Une fois sur la terre, l’Éponge, riche de ses seuls yeux tranquilles, mais aussi bec salé qu’avant, l’Éponge recommence à boire comme un trou ; et c’est ce qui nous explique pourquoi elle est généralement ronde ou, pour être poli, sphéroïdale.

Quelques botanistes, dans le but de discréditer l’Éponge, la prétendent hydrophile.

Pour nous, qui avons déjà constaté chez l’Éponge quelques cas d’hydrophobie, nous croyons pouvoir affirmer que, mise en rapport avec n’importe quel liquide, l’Éponge l’absorbe, le lèche, le liche jusqu’à la dernière goutte, comme si elle avait ingurgité du poivre.
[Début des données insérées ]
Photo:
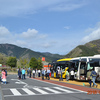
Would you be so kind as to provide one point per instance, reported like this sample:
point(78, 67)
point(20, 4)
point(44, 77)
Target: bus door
point(82, 70)
point(74, 64)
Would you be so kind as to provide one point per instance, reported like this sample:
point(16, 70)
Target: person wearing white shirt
point(33, 73)
point(39, 73)
point(72, 74)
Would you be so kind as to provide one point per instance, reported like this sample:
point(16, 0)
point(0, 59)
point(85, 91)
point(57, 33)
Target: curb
point(1, 94)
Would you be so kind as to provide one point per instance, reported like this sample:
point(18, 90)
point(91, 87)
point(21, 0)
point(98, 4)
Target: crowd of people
point(45, 74)
point(3, 76)
point(34, 73)
point(91, 75)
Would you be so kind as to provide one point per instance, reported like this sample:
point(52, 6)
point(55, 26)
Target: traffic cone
point(83, 84)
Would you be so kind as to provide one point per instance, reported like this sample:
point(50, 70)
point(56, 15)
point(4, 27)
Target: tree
point(3, 59)
point(40, 64)
point(12, 62)
point(23, 61)
point(33, 63)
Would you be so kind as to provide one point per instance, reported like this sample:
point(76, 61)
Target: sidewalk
point(84, 86)
point(76, 82)
point(0, 94)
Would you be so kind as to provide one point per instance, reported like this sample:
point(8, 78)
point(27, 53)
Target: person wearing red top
point(3, 76)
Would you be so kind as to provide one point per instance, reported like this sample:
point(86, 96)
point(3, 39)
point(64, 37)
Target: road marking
point(52, 90)
point(41, 91)
point(15, 92)
point(28, 91)
point(59, 85)
point(68, 91)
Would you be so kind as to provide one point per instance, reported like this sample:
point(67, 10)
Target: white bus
point(82, 65)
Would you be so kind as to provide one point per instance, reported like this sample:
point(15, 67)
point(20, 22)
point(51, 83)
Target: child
point(3, 76)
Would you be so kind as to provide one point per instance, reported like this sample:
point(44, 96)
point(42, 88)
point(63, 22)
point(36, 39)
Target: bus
point(82, 65)
point(61, 63)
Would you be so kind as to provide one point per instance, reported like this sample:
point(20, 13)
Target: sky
point(55, 26)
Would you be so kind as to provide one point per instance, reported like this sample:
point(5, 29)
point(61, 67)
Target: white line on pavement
point(15, 92)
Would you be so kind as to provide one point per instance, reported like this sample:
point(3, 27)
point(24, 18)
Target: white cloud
point(66, 7)
point(24, 7)
point(67, 27)
point(4, 31)
point(31, 33)
point(94, 33)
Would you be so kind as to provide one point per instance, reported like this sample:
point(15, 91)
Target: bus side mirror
point(99, 63)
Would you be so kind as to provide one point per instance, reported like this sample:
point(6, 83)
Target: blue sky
point(55, 26)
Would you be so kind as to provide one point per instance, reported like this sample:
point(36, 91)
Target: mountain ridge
point(17, 51)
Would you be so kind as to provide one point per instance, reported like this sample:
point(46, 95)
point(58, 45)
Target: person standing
point(27, 72)
point(3, 76)
point(19, 73)
point(67, 75)
point(30, 72)
point(61, 75)
point(72, 73)
point(23, 73)
point(94, 74)
point(43, 74)
point(33, 73)
point(39, 73)
point(48, 72)
point(36, 73)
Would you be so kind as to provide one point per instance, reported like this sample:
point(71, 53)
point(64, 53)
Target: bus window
point(76, 66)
point(90, 66)
point(82, 68)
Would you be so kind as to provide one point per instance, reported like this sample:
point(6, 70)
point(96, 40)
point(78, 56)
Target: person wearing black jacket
point(19, 73)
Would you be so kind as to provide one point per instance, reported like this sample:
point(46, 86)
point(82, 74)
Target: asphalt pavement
point(33, 89)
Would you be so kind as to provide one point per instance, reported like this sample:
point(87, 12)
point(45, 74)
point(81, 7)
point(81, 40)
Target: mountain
point(16, 51)
point(89, 49)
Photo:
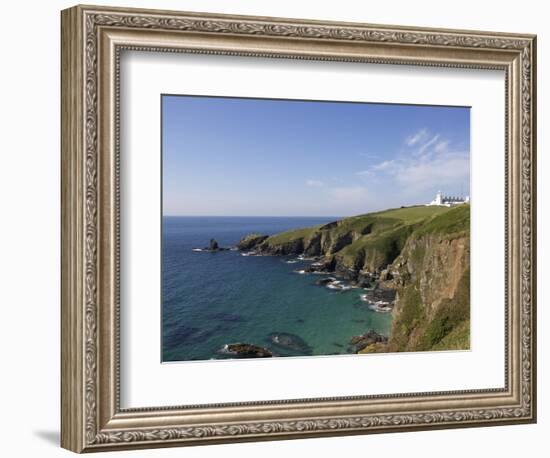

Notons encore une des grandes qualités de l’Éponge : pour peu qu’on la presse, elle rend tout ce qu’elle a pris.

Quelques naturalistes ont voulu voir là de l’honnêteté, d’autres un raffinement romain. Vous le voyez, il y a toujours deux écoles.

Nous finirons par une remarque générale, — c’est que l’Éponge boit dans toutes sortes de récipients, mais de préférence dans les cuvettes, d’où son nom si connu d’intrépide vide-cuvettes.